Des participants décrivent le profil du sol observé par leur équipe.
Des participants décrivent le profil du sol observé par leur équipe.

 

Solution stratégique

Les participants étaient conviés en après-midi à un atelier de récapitulation et d’informations additionnelles sur le logiciel qui traite les données prélevées. Par la suite, leurs professeurs ont tour à tour proposé des solutions.

« Parfois, il n’est pas indispensable de poser des drains souterrains et certains entrepreneurs ont l’honnêteté de le dire à l’agriculteur, a mentionné Odette Ménard. Mais dans tous les cas, il faut d’abord considérer la rentabilité de toute intervention de drainage pour la ferme, compte tenu des cultures prévues. » De plus, elle a insisté sur un point : l’infiltration de l’eau dépend également de la santé du sol, qu’on doit maintenir par un ensemble de bonnes pratiques, telles que la rotation des cultures, l’utilisation d’engrais verts ou d’amendements organiques.

L’agronome Louis Robert était en accord avec sa consœur en tout point. Il a aussi proposé comme correctif d’inclure le sous-solage dans les procédés pour briser la couche compacte. « Le réaménagement du drainage de surface s’impose aussi », a-t-il noté. Victor Savoie a acquiescé. « Dans le champ situé à l’extrémité nord, on voit une légère cuvette remplie d’eau. Pourtant, ça fait plusieurs jours qu’il ne pleut pas. À cet endroit précis, vu la faible infiltration du sol, des drains souterrains ne régleront pas le problème : il faudrait d’abord combler la cuvette et donner une légère pente de chaque côté du champ en aménageant une planche en faîte. » L’ingénieur agronome a aussi suggéré de nettoyer les fossés existants en améliorant leur pente. Comme ses collègues, il est conscient de la difficulté que présentent les lignes de haute tension, sans s’opposer nécessairement à l’ajout de drains. « Que l’on fasse un drainage souterrain, de surface ou les deux, l’essentiel est de localiser la conduite ou le fossé “émissaire” qui va évacuer l’eau », a souligné Victor Savoie.

Dans l’assistance, les ingénieurs et agronomes ont suggéré des solutions qui ressemblaient à celles de leurs formateurs.
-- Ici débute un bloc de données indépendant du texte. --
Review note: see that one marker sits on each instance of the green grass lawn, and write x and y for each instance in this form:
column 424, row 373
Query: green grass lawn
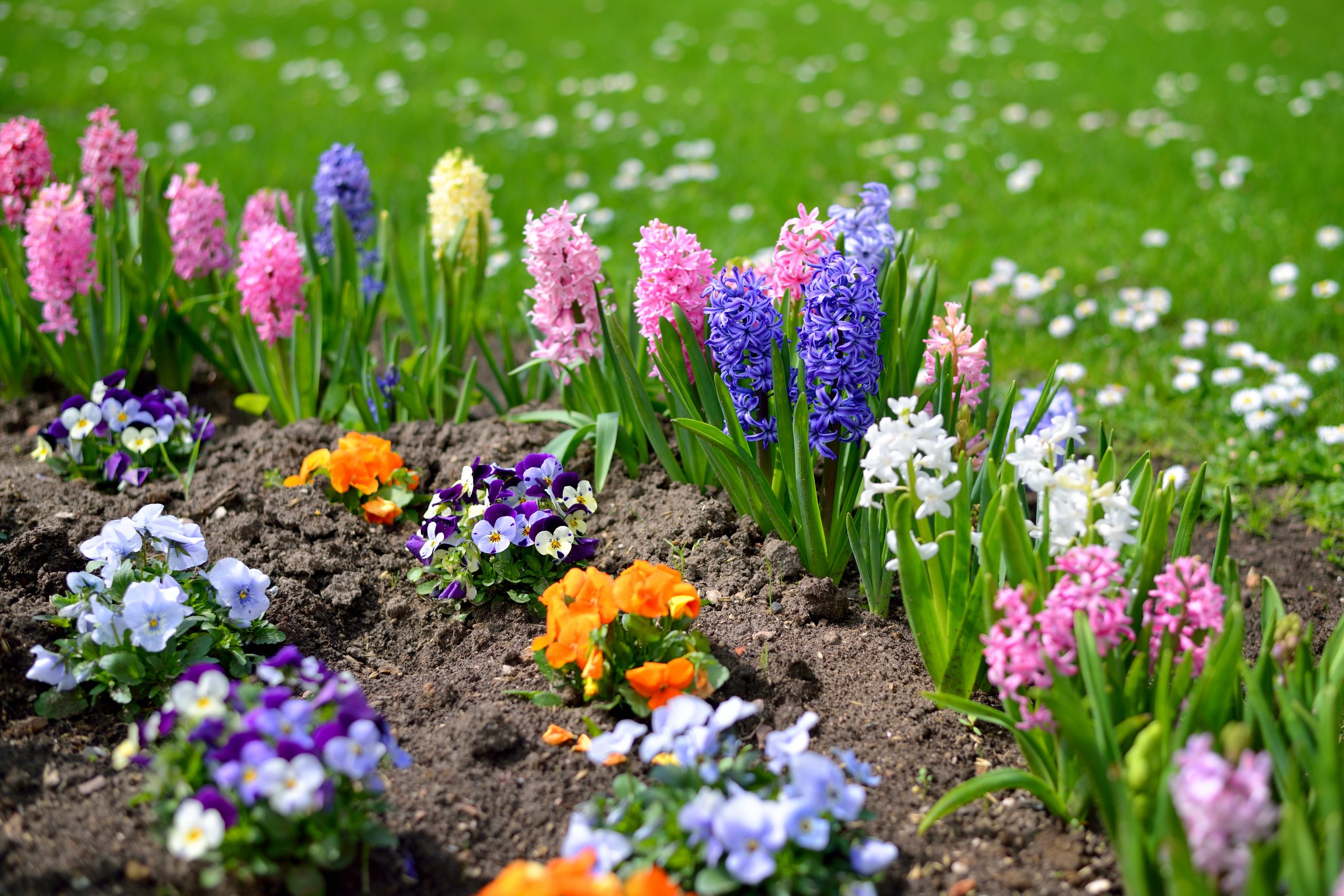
column 722, row 119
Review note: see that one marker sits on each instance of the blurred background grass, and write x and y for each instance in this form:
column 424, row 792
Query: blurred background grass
column 765, row 104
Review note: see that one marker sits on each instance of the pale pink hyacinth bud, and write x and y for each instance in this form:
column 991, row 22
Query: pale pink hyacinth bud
column 1187, row 605
column 270, row 281
column 197, row 220
column 25, row 166
column 568, row 270
column 1223, row 808
column 804, row 241
column 108, row 150
column 267, row 206
column 59, row 248
column 674, row 273
column 951, row 338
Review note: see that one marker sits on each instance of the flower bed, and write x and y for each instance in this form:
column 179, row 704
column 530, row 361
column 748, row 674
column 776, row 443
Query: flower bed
column 441, row 681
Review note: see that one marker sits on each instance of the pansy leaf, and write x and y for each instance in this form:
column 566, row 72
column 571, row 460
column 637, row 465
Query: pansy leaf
column 59, row 704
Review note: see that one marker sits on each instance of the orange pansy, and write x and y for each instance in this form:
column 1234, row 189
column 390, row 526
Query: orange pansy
column 313, row 462
column 381, row 511
column 655, row 592
column 660, row 681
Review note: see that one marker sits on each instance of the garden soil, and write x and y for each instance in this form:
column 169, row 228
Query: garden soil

Ils étaient nombreux à approuver l’idée d’une stratégie complète allant du drainage à l’amélioration de la vie du sol.

Pour que le progrès suive son cours

La deuxième journée sur le terrain destinée à l’autre moitié des participants a eu lieu le 28 avril à Sainte-Perpétue, dans la MRC de L’Islet, où l’on a accueilli une quarantaine de personnes. Certains lecteurs auront reconnu parmi les formateurs les conseillers de la Caravane santé des sols que leur club-conseil a peut-être invitée. « Nous offrirons très volontiers des ateliers spéciaux sur le drainage aux producteurs membres des clubs-conseils », dit Georges Lamarre.